Une spirale de violence sans précédent
Les dernières semaines ont été marquées par une série de règlements de comptes meurtriers. À Nice, deux personnes ont perdu la vie et six autres ont été blessées lors de fusillades liées au trafic de stupéfiants.
La métropole nantaise n’est pas épargnée, avec un mort et deux blessés recensés. Cette escalade traduit une transformation profonde du milieu criminel français.
« On assiste à une violence débridée », constate le procureur de la République de Nice, synthétisant l’ampleur du phénomène qui frappe les grandes agglomérations.
La narco-livraison, nouveau visage du trafic
Si les points de deal traditionnels sont en diminution, un nouveau système se développe à vitesse grand V. La livraison de drogue à domicile, sur le modèle des services de restauration rapide, bouleverse le paysage criminel.
Damien Martinelli, magistrat niçois, observe cette mutation avec préoccupation. Selon lui, un dossier de narco-livraison émerge presque chaque semaine dans sa juridiction.
Des femmes en première ligne
Cette nouvelle forme de trafic s’appuie largement sur des profils inédits. Les réseaux recrutent désormais « beaucoup de femmes » pour assurer ces livraisons.
Leur choix stratégique repose sur deux critères : la discrétion qu’elles offrent et leur capacité à parcourir de longues distances sans éveiller les soupçons. Une tactique redoutablement efficace face aux dispositifs de surveillance.
Production et consommation en hausse continue
Les autorités constatent une augmentation simultanée de la production, de l’exportation et de la consommation de cocaïne sur le territoire national. Cette drogue, autrefois considérée comme élitiste, touche désormais toutes les couches sociales.
La lutte menée par les forces de l’ordre reste ardue, même si les responsables judiciaires affirment ne pas être « dépassés » par la situation.
Responsabiliser les consommateurs
Face à cette explosion du marché, le procureur niçois pointe du doigt la responsabilité des usagers. Selon lui, les consommateurs alimentent directement cette économie criminelle et portent une part de culpabilité dans les violences qui en découlent.
Des mesures coercitives au quartier des Moulins
Ce secteur niçois concentre une partie importante du trafic local. Une dizaine de décès récents y sont directement liés au narcotrafic, témoignant de la dangerosité du lieu.
Pour enrayer le phénomène, les autorités ont instauré une mesure radicale : les consommateurs interpellés se voient désormais interdire de paraître dans le quartier. L’objectif est double : sanctionner et responsabiliser.
Ce dispositif vise à faire comprendre que l’achat de stupéfiants dans cette zone n’est pas un acte anodin mais contribue à entretenir un système générateur de morts et de blessés.
Un combat sur deux fronts
Damien Martinelli insiste sur la nécessité d’une stratégie globale.

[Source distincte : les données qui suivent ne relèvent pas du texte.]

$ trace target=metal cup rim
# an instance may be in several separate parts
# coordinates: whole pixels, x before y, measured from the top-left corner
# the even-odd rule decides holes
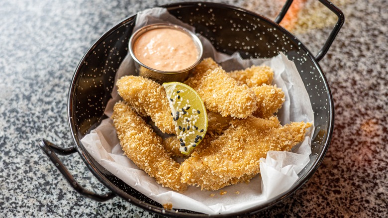
[[[198,50],[198,58],[197,59],[196,61],[194,62],[193,65],[192,65],[191,66],[190,66],[188,68],[180,69],[179,70],[174,71],[163,71],[163,70],[156,69],[152,67],[150,67],[148,66],[147,66],[144,64],[143,63],[142,63],[141,62],[140,62],[136,58],[134,53],[133,52],[133,45],[136,39],[137,39],[139,36],[140,36],[142,34],[144,34],[147,31],[151,30],[152,29],[161,28],[169,28],[171,29],[178,29],[189,35],[189,36],[190,36],[192,39],[193,39],[193,41],[194,42],[194,44],[195,44]],[[173,24],[171,23],[155,23],[155,24],[147,25],[139,28],[139,29],[136,30],[135,32],[134,32],[131,36],[131,37],[129,39],[129,43],[128,45],[129,45],[128,47],[129,50],[129,53],[131,55],[131,57],[137,64],[155,73],[159,73],[164,74],[180,74],[182,73],[186,72],[194,68],[195,66],[196,66],[199,63],[199,62],[200,62],[202,59],[202,56],[203,54],[203,47],[202,46],[202,43],[201,42],[199,38],[198,37],[198,36],[196,36],[196,35],[195,35],[194,33],[192,32],[191,31],[181,26],[179,26],[178,25],[176,25],[176,24]]]

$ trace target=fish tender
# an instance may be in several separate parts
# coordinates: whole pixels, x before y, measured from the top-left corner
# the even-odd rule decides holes
[[[253,112],[253,115],[260,118],[269,118],[282,108],[284,103],[284,92],[276,85],[263,84],[253,87],[257,99],[257,109]]]
[[[231,124],[223,134],[182,163],[179,170],[182,182],[217,190],[248,181],[260,173],[260,159],[268,151],[290,150],[303,139],[311,125],[300,122],[282,126],[275,116],[249,116]]]
[[[230,125],[233,118],[230,116],[222,116],[220,114],[207,111],[207,133],[222,134]]]
[[[249,87],[271,85],[274,79],[274,71],[267,66],[253,65],[244,70],[230,72],[229,75],[239,84],[246,84]]]
[[[118,94],[142,116],[149,116],[163,132],[175,133],[168,100],[163,87],[150,79],[127,76],[117,81]]]
[[[205,58],[199,62],[195,67],[192,70],[192,76],[189,77],[185,84],[195,89],[201,82],[202,78],[206,76],[208,70],[214,70],[216,68],[220,68],[221,66],[215,63],[211,58]],[[211,71],[209,71],[210,72]]]
[[[169,156],[161,138],[130,106],[116,103],[112,119],[123,150],[135,164],[163,187],[178,191],[187,189],[181,182],[180,164]]]
[[[179,148],[181,147],[181,142],[175,135],[164,138],[162,142],[162,145],[163,146],[169,156],[172,158],[183,158],[186,156],[186,155],[182,154],[179,150]]]
[[[208,110],[222,116],[246,118],[257,109],[253,91],[246,85],[239,86],[222,68],[209,69],[201,74],[194,75],[189,83]]]

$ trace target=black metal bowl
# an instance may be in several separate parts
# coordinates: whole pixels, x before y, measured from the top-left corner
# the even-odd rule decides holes
[[[295,63],[313,106],[315,133],[311,141],[312,154],[309,163],[300,173],[298,181],[287,192],[264,204],[238,213],[214,217],[252,214],[273,206],[304,184],[325,156],[334,127],[334,111],[329,85],[317,61],[330,47],[343,23],[344,16],[329,1],[320,1],[337,14],[338,21],[316,57],[296,37],[278,25],[291,0],[287,1],[275,22],[247,10],[223,4],[187,2],[164,6],[178,19],[194,26],[197,32],[210,40],[219,51],[229,54],[238,51],[244,58],[271,58],[281,52],[284,53]],[[161,205],[134,190],[101,166],[80,141],[106,118],[103,113],[105,106],[111,98],[116,72],[128,52],[128,42],[136,16],[120,22],[98,39],[85,55],[76,70],[69,92],[68,108],[68,121],[75,145],[63,148],[44,139],[40,145],[70,184],[86,197],[102,202],[119,196],[145,210],[165,216],[208,217],[208,215],[192,211],[180,210],[175,213],[163,210]],[[83,188],[55,154],[67,155],[76,151],[110,192],[98,195]]]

Les services judiciaires doivent désormais combattre simultanément les points de vente classiques et ce nouveau modèle de livraison.
Cette double menace complexifie considérablement le travail des enquêteurs, qui doivent adapter leurs méthodes à des réseaux de plus en plus fragmentés et mobiles.
La bataille contre le narcotrafic entre dans une nouvelle ère, où technologie et mobilité redéfinissent les règles d’un jeu mortel.